The name is recorded in English documents as early as 1221. In that year a Richard del Eshe is listed in the Assize Rolls for Worcestershire. In 1296 Ralph de Asche is registered in the Subsidy Rolls for Sussex along with Alice aten Eysse and John ater Aysse. In 1890, Henry Guppy published "Homes of Family Names" which identified that the name "Nash" was most numerous in the English counties of Hertfordshire, Buckinghamshire and Surrey.
Motto: In Utroque Fidelis Translation (Faithful in Either Case)
Notable bearers of the name : Thomas Nash (1567-1601) English Poet, Dramatist and Pamphleteer. Born in Lowestoft and settled in London 1588. Later works include the satirical Pierce Pennilesse 1592, religious Christes Teares over Jerusalem 1593 and the comedy Summer's Last Will and Testament 1592.
Richard "Beau" Nash (1674 -1762) British Aristocrat.

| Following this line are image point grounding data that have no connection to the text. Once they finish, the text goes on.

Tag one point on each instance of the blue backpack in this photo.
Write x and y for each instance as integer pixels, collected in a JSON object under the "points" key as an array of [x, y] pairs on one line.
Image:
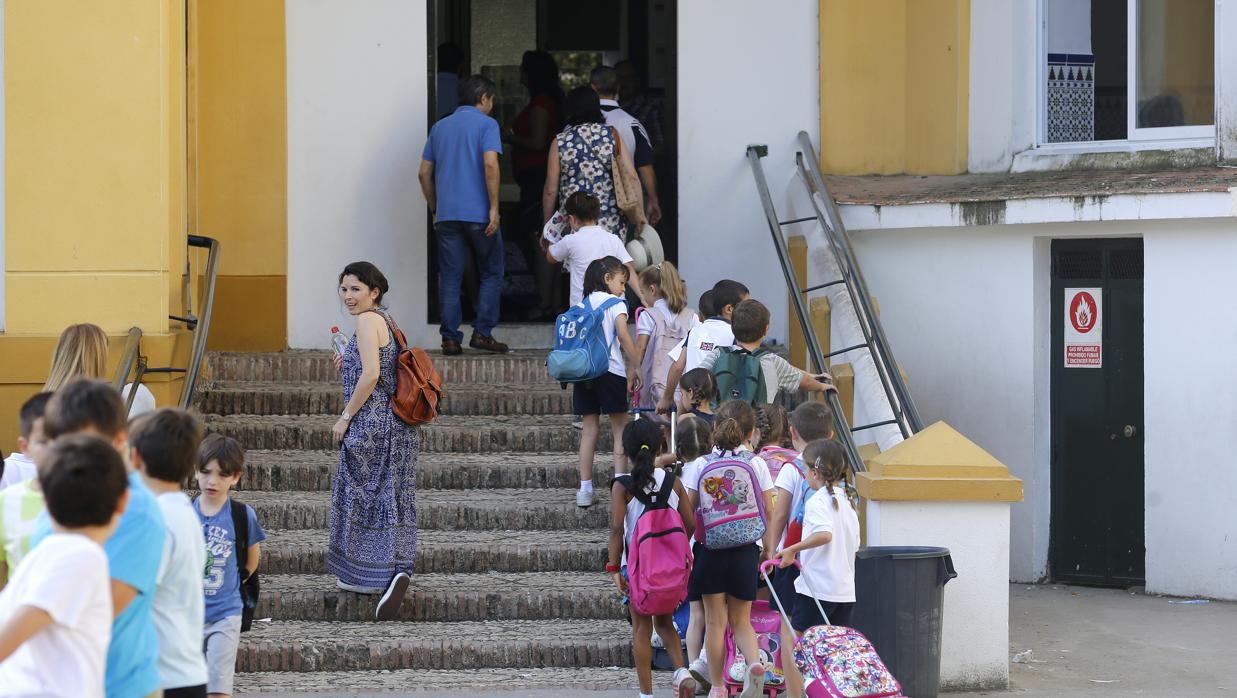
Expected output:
{"points": [[580, 349]]}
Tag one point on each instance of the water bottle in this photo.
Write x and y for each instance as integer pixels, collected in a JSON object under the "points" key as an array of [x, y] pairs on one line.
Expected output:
{"points": [[338, 340]]}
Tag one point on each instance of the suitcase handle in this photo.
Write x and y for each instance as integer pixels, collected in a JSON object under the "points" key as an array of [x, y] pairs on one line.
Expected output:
{"points": [[765, 572]]}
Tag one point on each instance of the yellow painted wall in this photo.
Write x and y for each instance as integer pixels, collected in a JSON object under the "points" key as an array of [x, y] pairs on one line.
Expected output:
{"points": [[893, 86], [238, 154], [94, 170]]}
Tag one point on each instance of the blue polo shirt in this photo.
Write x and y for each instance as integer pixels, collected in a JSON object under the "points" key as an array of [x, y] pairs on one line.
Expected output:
{"points": [[457, 146]]}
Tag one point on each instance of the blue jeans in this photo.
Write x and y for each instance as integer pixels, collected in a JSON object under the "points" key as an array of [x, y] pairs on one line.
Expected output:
{"points": [[455, 238]]}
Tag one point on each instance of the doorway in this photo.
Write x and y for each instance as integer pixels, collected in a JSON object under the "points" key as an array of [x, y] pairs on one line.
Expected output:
{"points": [[490, 37], [1097, 485]]}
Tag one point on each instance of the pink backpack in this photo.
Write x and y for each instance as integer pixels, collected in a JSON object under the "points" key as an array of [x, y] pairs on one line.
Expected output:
{"points": [[731, 510], [659, 555], [768, 642], [657, 361]]}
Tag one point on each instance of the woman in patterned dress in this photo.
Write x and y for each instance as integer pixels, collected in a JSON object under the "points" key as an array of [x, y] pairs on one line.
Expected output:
{"points": [[372, 500], [580, 160]]}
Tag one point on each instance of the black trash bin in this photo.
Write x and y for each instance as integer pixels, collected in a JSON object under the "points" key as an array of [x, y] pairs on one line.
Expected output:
{"points": [[898, 603]]}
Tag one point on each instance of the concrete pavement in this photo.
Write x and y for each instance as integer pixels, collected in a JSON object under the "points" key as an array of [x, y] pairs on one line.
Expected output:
{"points": [[1082, 641]]}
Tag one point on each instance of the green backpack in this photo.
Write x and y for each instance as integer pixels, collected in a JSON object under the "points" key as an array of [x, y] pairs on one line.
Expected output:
{"points": [[740, 375]]}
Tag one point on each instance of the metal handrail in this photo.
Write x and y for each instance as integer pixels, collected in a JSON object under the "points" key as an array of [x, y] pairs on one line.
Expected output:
{"points": [[202, 323], [815, 353], [896, 390]]}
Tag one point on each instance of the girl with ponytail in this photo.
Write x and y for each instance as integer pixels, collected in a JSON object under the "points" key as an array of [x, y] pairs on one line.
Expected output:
{"points": [[725, 578], [630, 494], [661, 326], [830, 538]]}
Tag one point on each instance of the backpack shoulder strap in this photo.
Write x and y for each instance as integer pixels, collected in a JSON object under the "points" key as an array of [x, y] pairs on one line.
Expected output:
{"points": [[240, 525]]}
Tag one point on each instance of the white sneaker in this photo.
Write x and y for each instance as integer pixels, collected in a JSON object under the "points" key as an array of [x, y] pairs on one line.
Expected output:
{"points": [[683, 683], [699, 671]]}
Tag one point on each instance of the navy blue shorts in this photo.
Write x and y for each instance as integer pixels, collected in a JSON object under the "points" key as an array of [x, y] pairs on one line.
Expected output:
{"points": [[807, 614], [605, 395]]}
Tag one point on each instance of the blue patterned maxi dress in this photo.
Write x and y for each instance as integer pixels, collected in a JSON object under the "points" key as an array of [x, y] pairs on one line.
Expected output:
{"points": [[374, 495]]}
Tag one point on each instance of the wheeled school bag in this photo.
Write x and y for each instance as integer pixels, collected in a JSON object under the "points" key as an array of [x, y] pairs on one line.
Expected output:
{"points": [[768, 642], [740, 375], [659, 556], [836, 661], [731, 510], [580, 349]]}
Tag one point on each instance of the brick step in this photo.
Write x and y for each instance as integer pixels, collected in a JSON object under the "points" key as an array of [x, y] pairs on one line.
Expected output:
{"points": [[457, 435], [473, 682], [449, 598], [317, 646], [277, 397], [312, 470], [454, 552], [473, 510], [522, 368]]}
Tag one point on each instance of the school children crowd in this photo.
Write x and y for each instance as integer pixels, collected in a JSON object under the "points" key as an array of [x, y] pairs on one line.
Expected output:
{"points": [[115, 583], [694, 515]]}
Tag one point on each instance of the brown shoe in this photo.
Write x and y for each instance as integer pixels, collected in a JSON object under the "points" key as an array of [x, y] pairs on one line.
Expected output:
{"points": [[487, 344]]}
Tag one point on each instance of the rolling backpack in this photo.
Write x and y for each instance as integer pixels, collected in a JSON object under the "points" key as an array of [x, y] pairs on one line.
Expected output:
{"points": [[580, 349], [731, 510], [740, 375], [250, 587], [659, 557]]}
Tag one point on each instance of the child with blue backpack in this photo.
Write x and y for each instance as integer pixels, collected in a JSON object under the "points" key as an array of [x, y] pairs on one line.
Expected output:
{"points": [[598, 390], [731, 491], [651, 522]]}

From 1705 he was the master of ceremonies at Bath and made it the most fashionable watering-place in England, introducing a more polished code of manners into general use.
Paul Nash (1889 -1946) British Artist. Born in London. Became famous for his paintings of World War I, such as The Menin Road, in which he created strange patterns out of the scorched landscape of the Western Front. In World War II he was appointed official war artist to the Air Ministry. His two most celebrated works are Totes Meer / Dead Sea and The Battle of Britain.
John Northcote Nash (1893 -1977) British Landscape Artist and Engraver. Brother of artist Paul Nash.
Ogden Nash (1902-1971) American poet. Born in Rye, New York. He published numerous volumes of humerous, and quietly puncturing satire in verse with unorthodox rhyme. Publications include "Hard Lines" 1931, "The Face is Familiar" 1941, "Collected Verses" 1961.